We currently support the following versions with security updates:
| Version | Supported |
|---|---|
| 0.1.x | ✅ |
If you discover a security vulnerability in lib3mf_rust, please report it responsibly:
- Do NOT open a public issue for security vulnerabilities
- Instead, use one of these secure methods:
- GitHub Security Advisory: Use the Security Advisory feature
- Email: Contact the maintainers directly at the email address listed in the repository
Please include the following information in your report:
- Description of the vulnerability
- Steps to reproduce the issue
- Potential impact of the vulnerability
- Any suggested fixes (optional)
- Your contact information for follow-up questions
- Initial Response: We aim to acknowledge receipt within 48 hours
- Status Updates: We will provide updates on the investigation within 7 days
- Fix Timeline: Critical vulnerabilities will be addressed as soon as possible, typically within 30 days
- We request that you do not publicly disclose the vulnerability until we have had a chance to address it
- Once a fix is released, we will publicly acknowledge your responsible disclosure (unless you prefer to remain anonymous)
- We will credit you in the CHANGELOG and release notes
This library is designed with security in mind:
- No unsafe code: The entire codebase uses
#![forbid(unsafe_code)] - Memory safety: All memory management handled by Rust's ownership system
- Type safety: Leverages Rust's type system for correctness
- Input validation: All XML and ZIP data is validated
- Untrusted Input: 3MF files should always be treated as untrusted input
- XML Injection: The parser validates XML structure and rejects malformed data
- ZIP Bombs: Large compressed files are handled, but extremely large files may consume significant memory
- Resource Exhaustion: Very large models may consume substantial memory and CPU
- Test Keys Only: The library includes test decryption keys from the 3MF Consortium test suite
- Production Use: For production applications, use external cryptographic libraries with your own keys
- Never Use Test Keys: The embedded test keys are for conformance testing only and must not be used in production
Known Advisory: RUSTSEC-2023-0071 (RSA timing sidechannel)
- Status: No stable fix available (only RC versions)
- Severity: Medium (5.9 CVSS)
- Impact: Potential key recovery through timing sidechannels in RSA operations
- Mitigation: The RSA dependency is only used for test-only decryption with test keys from the 3MF Consortium test suite.
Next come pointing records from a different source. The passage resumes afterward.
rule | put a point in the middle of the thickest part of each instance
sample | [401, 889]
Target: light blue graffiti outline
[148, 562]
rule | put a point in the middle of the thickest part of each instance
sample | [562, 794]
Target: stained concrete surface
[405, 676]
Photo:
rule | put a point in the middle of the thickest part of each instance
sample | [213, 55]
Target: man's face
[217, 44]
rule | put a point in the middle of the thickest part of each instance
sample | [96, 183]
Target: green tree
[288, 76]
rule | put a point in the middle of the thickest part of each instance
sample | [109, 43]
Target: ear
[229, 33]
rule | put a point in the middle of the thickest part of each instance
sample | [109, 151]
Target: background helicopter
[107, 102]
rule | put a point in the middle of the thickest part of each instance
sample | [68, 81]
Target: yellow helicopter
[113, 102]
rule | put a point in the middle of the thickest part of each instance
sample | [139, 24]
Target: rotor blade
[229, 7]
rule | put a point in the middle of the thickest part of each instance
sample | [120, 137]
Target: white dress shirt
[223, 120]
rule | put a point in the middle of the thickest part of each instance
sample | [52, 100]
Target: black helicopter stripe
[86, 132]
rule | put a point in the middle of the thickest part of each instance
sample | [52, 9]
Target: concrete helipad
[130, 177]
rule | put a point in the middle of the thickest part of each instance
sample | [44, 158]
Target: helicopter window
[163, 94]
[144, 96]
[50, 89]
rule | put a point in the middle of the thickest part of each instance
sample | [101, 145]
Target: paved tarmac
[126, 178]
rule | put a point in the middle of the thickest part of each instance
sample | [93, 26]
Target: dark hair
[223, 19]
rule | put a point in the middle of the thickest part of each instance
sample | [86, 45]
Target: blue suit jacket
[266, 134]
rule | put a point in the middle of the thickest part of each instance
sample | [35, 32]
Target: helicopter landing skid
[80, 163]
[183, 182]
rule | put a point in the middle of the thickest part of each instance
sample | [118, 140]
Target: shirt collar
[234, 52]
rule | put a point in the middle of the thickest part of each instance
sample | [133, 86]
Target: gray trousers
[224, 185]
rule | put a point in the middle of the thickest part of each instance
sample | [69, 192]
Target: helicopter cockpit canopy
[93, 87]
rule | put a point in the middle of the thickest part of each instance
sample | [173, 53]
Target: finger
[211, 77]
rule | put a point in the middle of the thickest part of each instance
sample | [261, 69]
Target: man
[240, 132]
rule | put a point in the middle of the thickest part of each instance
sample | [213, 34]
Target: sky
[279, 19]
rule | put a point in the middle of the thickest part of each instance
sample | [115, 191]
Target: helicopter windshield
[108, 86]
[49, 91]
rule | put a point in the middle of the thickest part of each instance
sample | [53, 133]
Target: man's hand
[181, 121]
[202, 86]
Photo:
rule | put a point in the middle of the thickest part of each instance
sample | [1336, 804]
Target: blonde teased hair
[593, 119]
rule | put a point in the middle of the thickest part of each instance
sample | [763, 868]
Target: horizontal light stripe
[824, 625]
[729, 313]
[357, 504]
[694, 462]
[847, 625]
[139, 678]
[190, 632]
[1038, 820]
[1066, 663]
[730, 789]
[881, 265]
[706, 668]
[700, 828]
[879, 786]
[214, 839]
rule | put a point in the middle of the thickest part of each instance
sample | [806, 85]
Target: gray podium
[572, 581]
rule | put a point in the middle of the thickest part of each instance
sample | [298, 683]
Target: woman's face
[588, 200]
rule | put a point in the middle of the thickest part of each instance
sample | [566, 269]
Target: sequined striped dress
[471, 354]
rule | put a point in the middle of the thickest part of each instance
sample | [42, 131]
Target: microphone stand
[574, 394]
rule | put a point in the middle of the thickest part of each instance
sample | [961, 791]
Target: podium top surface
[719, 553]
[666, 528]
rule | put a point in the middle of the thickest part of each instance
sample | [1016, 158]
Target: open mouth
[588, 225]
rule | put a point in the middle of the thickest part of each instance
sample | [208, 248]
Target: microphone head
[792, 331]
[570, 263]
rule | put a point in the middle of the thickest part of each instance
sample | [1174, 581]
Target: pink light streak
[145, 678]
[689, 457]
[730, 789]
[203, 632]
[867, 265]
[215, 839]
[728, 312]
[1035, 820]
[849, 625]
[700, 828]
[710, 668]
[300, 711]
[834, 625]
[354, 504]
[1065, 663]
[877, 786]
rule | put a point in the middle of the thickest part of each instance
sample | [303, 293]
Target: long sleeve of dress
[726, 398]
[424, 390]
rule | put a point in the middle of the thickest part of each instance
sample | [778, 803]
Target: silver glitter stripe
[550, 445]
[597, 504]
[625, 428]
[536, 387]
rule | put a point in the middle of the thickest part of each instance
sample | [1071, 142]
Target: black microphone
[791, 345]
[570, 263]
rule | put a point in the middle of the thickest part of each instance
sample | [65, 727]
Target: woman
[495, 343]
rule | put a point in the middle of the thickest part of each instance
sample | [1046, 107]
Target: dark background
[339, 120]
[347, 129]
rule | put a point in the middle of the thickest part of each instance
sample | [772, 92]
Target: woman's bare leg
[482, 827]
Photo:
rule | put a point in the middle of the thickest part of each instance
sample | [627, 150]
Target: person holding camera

Production applications should implement their own secure decryption using external cryptographic libraries and never use the embedded test keys.
- Tracking: We are monitoring the
rsacrate for stable releases that address this issue.
When using lib3mf_rust in your application:
- Validate Input: Always validate 3MF files from untrusted sources
- Resource Limits: Consider imposing limits on file size and complexity
- Sandboxing: Consider running 3MF parsing in a sandboxed environment for untrusted files
- Error Handling: Always handle parsing errors gracefully
- Update Regularly: Keep the library updated to receive security fixes
The library performs comprehensive validation:
- XML structure validation
- Numeric range checking (triangle indices, vertex references)
- Resource ID validation and circular reference detection
- Color format validation
- UUID format validation
- File path validation within ZIP containers
We maintain vigilant dependency management:
- Regular dependency updates
- Security advisory monitoring
- Minimal dependency footprint
- Well-maintained, trusted dependencies only
We appreciate the security research community's efforts in responsibly disclosing vulnerabilities. Contributors who report valid security issues will be acknowledged in our release notes (unless they prefer anonymity).